Fullwood announced that he would run in the special election to succeed himself, and term-limited Jacksonville City Councilman Johnny Gaffney announced that he would also run in the Democratic primary. During the campaign, Fullwood received significant financial support from Democrats in the legislature, with House Minority Leader Mark Pafford emailing his colleagues to urge them to contribute to Fullwood's campaign. Gaffney criticized Pafford's actions, declaring, "This type of leadership and behavior only encourages acrimony, division and polarization of the party, and only continues the status quo." Gaffney received the support of the Florida Federation for Children, a school voucher advocacy organization, which criticized Fullwood for opposing school vouchers and sent out mailers attacking him for the financial cost of the special election and for receiving a fine from the Florida Elections Commission.
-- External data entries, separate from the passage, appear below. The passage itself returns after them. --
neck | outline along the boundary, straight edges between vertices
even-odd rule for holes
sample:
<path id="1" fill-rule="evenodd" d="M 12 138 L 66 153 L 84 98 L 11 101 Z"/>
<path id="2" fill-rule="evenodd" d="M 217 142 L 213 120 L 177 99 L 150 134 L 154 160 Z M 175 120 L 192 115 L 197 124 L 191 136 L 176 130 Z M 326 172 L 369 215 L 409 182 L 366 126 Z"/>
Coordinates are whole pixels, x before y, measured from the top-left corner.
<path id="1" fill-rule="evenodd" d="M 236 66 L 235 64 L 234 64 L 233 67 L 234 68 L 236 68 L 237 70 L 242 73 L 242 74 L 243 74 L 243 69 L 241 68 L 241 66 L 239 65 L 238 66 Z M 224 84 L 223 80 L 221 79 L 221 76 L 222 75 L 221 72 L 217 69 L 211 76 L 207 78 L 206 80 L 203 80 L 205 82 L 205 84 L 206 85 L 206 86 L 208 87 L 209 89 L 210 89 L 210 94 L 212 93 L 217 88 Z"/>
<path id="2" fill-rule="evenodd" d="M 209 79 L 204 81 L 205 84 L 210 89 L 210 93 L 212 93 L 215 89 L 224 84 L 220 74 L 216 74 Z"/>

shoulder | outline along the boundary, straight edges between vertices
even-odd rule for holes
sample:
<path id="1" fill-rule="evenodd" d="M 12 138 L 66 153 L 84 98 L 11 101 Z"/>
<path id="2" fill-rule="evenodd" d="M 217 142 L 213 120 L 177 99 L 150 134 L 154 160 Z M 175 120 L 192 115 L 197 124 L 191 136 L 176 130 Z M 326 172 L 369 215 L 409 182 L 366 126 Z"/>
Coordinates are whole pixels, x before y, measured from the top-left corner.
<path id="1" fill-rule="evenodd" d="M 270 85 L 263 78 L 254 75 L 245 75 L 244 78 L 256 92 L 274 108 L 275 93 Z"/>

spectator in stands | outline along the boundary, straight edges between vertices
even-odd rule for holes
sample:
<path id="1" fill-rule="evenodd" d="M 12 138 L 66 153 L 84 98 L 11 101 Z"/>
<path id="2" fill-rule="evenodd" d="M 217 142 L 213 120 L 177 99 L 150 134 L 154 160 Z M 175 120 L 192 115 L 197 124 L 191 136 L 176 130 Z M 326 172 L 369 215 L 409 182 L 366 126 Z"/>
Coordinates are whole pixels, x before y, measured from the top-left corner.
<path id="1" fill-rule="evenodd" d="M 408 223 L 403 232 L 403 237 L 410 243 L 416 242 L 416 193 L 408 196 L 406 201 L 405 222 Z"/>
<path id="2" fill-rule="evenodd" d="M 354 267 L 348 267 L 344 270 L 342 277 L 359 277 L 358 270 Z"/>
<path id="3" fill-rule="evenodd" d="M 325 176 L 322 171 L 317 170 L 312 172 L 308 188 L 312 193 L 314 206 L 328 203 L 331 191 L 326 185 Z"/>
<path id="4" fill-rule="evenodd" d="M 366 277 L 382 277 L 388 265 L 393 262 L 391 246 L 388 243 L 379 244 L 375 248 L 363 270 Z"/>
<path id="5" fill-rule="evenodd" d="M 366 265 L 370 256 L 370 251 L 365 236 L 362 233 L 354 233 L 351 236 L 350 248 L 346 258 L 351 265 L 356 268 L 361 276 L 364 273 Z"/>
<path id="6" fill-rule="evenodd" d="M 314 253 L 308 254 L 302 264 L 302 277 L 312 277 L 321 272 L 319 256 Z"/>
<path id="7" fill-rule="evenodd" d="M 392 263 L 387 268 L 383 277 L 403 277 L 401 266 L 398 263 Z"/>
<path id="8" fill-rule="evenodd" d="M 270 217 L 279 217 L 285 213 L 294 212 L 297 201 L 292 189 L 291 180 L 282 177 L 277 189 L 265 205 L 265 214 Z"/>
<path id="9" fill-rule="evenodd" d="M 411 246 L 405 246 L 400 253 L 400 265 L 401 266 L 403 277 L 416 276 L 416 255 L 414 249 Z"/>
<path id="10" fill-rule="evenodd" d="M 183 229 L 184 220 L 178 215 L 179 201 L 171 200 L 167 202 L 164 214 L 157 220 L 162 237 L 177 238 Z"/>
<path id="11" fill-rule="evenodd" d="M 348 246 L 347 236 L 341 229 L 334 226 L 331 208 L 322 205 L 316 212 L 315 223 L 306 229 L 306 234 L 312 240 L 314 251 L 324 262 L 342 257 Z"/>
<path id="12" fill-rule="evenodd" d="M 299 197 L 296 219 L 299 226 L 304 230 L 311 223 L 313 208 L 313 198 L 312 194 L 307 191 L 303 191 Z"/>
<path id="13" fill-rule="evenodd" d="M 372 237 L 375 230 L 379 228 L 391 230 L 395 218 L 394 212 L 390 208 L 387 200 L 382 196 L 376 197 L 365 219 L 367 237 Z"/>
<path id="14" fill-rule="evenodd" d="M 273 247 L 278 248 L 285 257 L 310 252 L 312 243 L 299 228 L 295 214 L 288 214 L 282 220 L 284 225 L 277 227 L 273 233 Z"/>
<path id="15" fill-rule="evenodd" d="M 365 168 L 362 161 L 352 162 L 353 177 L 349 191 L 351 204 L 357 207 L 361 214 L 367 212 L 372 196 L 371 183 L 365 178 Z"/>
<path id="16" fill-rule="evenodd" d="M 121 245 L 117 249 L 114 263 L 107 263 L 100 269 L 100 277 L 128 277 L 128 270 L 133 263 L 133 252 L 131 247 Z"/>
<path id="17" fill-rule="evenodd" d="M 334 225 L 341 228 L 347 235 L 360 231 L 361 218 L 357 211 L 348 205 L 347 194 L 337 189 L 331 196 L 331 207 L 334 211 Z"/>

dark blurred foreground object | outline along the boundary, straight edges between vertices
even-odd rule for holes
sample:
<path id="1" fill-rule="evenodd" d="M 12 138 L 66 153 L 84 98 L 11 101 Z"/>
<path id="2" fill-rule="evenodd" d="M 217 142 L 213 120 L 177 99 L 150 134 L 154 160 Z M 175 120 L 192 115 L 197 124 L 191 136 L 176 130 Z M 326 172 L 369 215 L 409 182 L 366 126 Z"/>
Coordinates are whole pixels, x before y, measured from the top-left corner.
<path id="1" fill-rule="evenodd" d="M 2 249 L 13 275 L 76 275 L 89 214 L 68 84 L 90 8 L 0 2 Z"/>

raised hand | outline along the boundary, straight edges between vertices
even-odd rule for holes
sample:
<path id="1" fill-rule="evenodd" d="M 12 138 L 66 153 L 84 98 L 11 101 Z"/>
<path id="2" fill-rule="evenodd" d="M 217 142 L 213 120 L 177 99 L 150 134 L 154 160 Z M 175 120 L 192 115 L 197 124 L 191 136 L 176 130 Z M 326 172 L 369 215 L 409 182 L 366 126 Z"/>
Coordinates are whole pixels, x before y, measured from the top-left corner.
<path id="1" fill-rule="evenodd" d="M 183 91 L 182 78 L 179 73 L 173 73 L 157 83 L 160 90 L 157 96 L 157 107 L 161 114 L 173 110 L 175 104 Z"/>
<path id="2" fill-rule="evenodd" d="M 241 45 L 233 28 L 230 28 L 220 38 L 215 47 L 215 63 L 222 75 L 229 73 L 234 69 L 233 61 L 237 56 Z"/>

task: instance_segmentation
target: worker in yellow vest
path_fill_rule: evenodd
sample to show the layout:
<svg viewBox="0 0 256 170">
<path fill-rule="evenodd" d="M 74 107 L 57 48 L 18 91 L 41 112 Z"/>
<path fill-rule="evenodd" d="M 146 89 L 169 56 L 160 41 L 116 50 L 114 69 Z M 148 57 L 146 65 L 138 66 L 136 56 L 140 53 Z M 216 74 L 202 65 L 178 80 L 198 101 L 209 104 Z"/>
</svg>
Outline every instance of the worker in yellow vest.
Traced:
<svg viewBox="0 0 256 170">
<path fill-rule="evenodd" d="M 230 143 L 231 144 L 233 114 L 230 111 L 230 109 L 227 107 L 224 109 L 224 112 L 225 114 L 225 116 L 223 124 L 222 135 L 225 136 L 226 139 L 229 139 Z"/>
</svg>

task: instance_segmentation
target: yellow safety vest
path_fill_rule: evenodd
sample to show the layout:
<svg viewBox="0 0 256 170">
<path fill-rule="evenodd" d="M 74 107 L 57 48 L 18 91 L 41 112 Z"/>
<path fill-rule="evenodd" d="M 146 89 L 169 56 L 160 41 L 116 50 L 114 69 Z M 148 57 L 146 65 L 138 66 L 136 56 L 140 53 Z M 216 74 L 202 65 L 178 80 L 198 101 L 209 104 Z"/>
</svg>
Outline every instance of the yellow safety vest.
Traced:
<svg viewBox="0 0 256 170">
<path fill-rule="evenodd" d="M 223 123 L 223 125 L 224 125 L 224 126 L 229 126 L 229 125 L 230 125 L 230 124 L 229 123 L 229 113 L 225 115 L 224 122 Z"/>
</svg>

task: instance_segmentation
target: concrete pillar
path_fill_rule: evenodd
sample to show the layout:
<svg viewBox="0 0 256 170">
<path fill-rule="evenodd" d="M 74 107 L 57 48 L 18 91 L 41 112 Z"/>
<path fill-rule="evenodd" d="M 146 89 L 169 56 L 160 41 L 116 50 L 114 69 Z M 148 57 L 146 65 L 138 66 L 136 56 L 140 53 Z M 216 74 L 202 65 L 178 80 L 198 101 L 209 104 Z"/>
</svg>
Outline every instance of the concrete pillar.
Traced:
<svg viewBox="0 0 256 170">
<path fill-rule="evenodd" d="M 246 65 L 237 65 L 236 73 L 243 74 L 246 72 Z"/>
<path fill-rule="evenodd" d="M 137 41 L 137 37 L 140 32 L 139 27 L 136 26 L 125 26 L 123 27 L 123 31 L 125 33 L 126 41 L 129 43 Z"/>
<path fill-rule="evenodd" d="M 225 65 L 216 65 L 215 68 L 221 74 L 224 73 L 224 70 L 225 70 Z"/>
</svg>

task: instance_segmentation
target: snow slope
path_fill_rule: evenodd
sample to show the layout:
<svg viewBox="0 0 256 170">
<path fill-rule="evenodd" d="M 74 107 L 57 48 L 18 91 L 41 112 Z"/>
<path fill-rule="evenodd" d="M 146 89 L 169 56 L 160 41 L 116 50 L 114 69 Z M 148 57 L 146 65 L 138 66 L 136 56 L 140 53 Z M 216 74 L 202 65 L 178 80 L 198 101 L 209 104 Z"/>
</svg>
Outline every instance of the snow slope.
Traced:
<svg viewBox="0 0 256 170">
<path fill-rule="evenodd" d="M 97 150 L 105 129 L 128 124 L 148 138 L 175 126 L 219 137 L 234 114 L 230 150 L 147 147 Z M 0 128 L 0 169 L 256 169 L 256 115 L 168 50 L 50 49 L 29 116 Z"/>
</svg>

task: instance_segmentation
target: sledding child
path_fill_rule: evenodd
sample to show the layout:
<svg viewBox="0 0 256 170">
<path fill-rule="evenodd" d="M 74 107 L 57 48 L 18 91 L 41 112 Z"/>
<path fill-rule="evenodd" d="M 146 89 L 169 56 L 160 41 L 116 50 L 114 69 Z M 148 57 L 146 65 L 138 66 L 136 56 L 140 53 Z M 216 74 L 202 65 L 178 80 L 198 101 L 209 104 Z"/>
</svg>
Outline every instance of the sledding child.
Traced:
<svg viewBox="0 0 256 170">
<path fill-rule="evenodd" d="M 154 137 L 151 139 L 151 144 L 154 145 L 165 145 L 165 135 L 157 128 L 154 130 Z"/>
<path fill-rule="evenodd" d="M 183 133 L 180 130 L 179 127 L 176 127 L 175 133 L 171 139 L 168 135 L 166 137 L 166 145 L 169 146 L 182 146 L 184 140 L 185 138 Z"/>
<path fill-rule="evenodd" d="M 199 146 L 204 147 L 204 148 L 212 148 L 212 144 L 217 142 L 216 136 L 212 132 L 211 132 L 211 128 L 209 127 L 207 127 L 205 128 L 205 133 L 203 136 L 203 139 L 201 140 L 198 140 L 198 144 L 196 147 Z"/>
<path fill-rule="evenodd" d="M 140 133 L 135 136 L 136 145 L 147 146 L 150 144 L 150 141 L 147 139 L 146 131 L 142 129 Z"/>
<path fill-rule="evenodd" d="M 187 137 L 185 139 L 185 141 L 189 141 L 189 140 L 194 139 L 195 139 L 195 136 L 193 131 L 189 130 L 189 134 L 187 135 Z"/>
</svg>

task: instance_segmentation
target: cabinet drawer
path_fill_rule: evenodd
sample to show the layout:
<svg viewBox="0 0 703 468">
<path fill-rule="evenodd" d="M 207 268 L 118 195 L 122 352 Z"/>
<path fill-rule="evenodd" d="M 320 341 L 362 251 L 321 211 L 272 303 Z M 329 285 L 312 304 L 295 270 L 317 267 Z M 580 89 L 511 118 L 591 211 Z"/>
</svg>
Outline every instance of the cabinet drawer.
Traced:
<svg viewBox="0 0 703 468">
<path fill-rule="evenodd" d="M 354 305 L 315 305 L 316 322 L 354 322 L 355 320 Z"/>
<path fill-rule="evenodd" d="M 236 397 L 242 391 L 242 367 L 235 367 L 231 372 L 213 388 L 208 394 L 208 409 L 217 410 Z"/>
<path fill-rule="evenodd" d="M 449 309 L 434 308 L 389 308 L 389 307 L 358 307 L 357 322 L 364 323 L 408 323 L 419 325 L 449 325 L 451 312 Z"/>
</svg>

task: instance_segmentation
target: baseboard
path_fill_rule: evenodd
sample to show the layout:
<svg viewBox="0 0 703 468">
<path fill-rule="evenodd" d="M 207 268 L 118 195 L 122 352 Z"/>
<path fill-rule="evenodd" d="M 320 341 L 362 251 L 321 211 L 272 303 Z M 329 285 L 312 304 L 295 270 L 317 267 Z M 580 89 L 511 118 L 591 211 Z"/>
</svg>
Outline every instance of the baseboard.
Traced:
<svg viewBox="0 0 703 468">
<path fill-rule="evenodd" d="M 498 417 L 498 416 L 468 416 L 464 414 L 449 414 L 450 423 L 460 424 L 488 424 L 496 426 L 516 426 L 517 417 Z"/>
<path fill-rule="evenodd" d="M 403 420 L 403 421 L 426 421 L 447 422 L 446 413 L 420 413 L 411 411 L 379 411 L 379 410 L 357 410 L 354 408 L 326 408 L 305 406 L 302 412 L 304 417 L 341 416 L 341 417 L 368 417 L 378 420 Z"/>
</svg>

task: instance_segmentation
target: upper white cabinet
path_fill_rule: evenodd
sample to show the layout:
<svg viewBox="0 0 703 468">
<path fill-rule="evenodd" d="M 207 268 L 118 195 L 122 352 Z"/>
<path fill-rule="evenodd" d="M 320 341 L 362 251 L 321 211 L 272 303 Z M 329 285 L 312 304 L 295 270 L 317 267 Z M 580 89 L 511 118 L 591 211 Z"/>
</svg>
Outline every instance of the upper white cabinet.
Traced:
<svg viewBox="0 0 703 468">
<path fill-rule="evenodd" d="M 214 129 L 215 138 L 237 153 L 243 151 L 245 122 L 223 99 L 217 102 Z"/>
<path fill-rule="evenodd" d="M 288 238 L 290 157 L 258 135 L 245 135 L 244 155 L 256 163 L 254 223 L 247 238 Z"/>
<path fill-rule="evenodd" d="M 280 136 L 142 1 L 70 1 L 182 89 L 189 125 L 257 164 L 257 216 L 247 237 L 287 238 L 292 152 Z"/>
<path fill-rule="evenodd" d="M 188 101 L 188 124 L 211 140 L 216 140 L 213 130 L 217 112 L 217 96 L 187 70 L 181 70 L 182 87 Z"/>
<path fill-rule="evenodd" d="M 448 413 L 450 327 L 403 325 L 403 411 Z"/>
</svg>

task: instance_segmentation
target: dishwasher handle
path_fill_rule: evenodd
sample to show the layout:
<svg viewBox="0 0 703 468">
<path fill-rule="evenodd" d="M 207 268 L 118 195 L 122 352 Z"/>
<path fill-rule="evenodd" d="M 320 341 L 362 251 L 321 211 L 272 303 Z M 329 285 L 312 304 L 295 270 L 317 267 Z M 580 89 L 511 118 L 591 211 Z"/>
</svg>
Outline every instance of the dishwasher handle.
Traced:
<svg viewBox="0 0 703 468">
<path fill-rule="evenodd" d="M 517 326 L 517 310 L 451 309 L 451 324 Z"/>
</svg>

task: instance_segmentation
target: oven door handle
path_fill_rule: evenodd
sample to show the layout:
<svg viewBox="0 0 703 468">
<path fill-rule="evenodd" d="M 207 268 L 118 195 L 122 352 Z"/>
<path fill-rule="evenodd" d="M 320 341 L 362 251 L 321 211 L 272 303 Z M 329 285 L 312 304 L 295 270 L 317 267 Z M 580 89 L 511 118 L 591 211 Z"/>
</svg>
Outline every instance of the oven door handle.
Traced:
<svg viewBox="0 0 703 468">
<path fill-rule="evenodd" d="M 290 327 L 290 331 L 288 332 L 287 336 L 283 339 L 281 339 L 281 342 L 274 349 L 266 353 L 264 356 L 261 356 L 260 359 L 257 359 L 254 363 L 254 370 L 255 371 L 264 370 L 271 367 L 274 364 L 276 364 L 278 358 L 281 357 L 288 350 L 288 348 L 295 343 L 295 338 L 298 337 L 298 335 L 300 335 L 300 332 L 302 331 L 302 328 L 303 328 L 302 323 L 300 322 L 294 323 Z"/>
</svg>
Ultimately, though, Gaffney did not prove to be a significant hurdle, and Fullwood won the Democratic primary handily, winning nearly 64% of the vote.

In the general election, Fullwood was opposed by Lawrence Jefferson, the Republican nominee. Jefferson did not present much of a challenge for Fullwood in the solidly-Democratic district, and Fullwood campaigned on his support for public education. He ended up winning easily, receiving 57% of the vote to Jefferson's 43%.

== Federal indictment and resignation ==
In April 2016, Fullwood was indicted on ten counts of federal wire fraud and four counts of failure to file federal income tax returns. The charges alleged that he transferred funds from his campaign account to personal accounts, and used the money on personal expenses. Fullwood initially pled not guilty, but on September 29 he pled guilty to one wire fraud charge and one income tax charge. He subsequently withdrew from reelection to the Florida House and resigned from office on October 3. Full was found guilty on two counts, but due to his service to the community and at the urging of the prosecution, he was given one year of supervision, 180 days home confinement, 450 hours of community service and had to pay $100,000 in restitution.

On October 4, Tracie Davis was chosen by the Duval County Democratic Executive Committee to take Fullwood's place as the Democratic candidate for House District 13. On November 8, Davis beat Republican challenger Mark Griffin by almost 20 percentage points, winning Fullwood's seat in the House.